This week, more than 200 Jesuits from around the world are gathering in Rome to elect a new Father General; you can read all about it here. But for readers of The Catholic Astronomer, I thought I would pass on five amazing things that you might not know...
- For the first time ever, the electors will consist not only of priests from each Jesuit province around the world but also six brothers, chosen from each continent. The representative brother from North America is, in fact... me. So, there will be at least one astronomer at the meeting. All the more reason to pray for all of us! (No fear I will get elected the new Father General -- the leader has to be a priest, not a brother. (What's the difference? Priests are ordained, brothers are not. I do not lead public prayer, say Mass, or do any of those other priestly functions. I am a layperson, who belongs to a religious order. Or, as I joke, I can hear your confession but I can't forgive you! Actually, I can't hear confessions either but I can't stop you from talking... much as I might like to.)
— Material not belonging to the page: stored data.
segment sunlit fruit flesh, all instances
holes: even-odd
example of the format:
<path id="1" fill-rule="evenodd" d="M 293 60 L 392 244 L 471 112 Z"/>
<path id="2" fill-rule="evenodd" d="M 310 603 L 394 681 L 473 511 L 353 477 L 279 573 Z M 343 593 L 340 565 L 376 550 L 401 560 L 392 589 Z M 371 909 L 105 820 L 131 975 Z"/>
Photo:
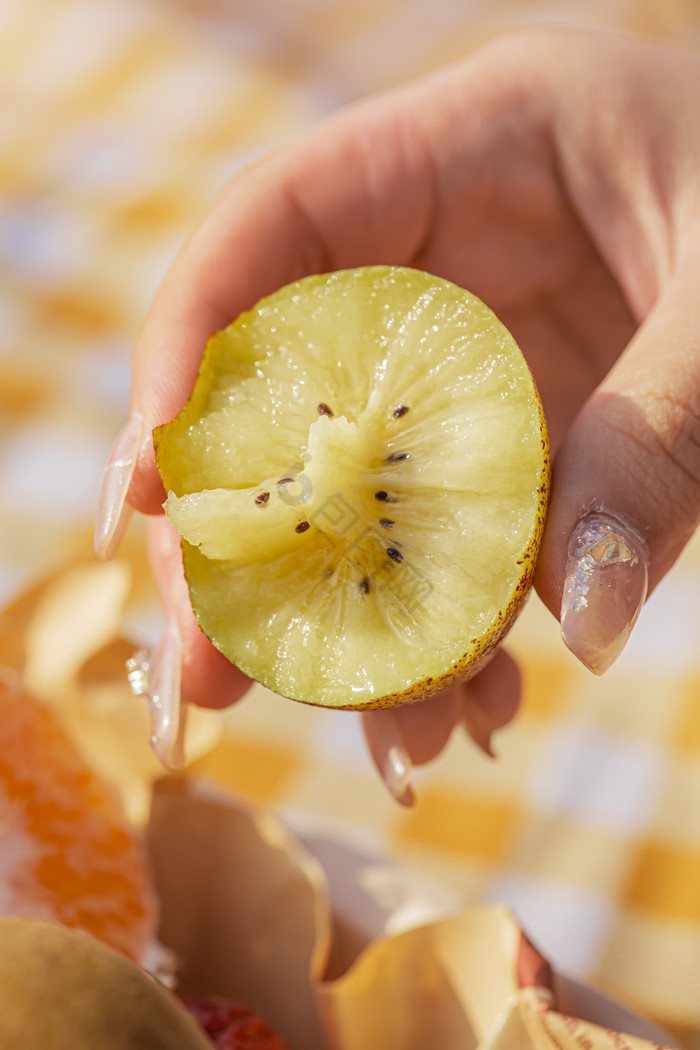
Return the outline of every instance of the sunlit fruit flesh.
<path id="1" fill-rule="evenodd" d="M 505 327 L 448 281 L 288 285 L 210 339 L 154 440 L 202 630 L 285 696 L 422 699 L 483 665 L 530 588 L 541 403 Z"/>

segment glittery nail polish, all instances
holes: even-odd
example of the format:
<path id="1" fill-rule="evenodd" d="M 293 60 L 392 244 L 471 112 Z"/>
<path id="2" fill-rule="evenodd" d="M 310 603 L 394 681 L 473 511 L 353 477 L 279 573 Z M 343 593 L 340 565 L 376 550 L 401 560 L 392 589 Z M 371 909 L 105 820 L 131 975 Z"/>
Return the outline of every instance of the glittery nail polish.
<path id="1" fill-rule="evenodd" d="M 140 649 L 127 660 L 129 684 L 136 696 L 147 702 L 151 719 L 151 747 L 169 770 L 184 762 L 183 741 L 187 708 L 180 699 L 182 643 L 174 620 L 169 620 L 163 636 L 150 652 Z"/>
<path id="2" fill-rule="evenodd" d="M 606 514 L 591 514 L 569 542 L 561 606 L 565 644 L 594 674 L 615 662 L 644 604 L 648 585 L 644 543 Z"/>

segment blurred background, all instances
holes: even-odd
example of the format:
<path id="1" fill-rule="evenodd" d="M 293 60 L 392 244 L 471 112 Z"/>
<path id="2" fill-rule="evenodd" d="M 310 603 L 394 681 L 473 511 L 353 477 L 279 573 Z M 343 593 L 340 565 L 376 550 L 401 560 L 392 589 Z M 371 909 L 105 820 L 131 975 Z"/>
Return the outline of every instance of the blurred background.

- The major church where we open the congregation, the Gesu, is just up the street from the other Jesuit church in Rome, St. Ignatius. That church was designed by Fr. Orazio Grassi SJ, the Jesuit polymath who also was the first person to observe a comet through a telescope... which infuriated Galileo, who wrote his famous book The Assayer as a way of making fun of Grassi.
- The Gesu is also the burial spot of St. Robert Bellarmine, who first confronted Galileo in 1616 (a story that is more complicated than I can go into here; read this post at Thinking Faith.)
- Fr. Angelo Secchi SJ built a telescope from the roof of this church in the 1850s and from here first observed the dark markings on Mars he called "canali" (what he saw was real, unlike the later "canals" of Percival Lowell) and, more importantly, first classified stars by their spectra. In the process he changed the study of astronomy from asking "where are the stars located" to "what are the stars made of", and is called for that reason The Father of Astrophysics.
- Fifth amazing thing: headlines with clickbait like "Five Amazing Things" actually work to lure people to read posts like this!
(Edited to remove previous incomplete edit that made it look like Bellarmine confronted Galileo from the roof of the Gesu church!)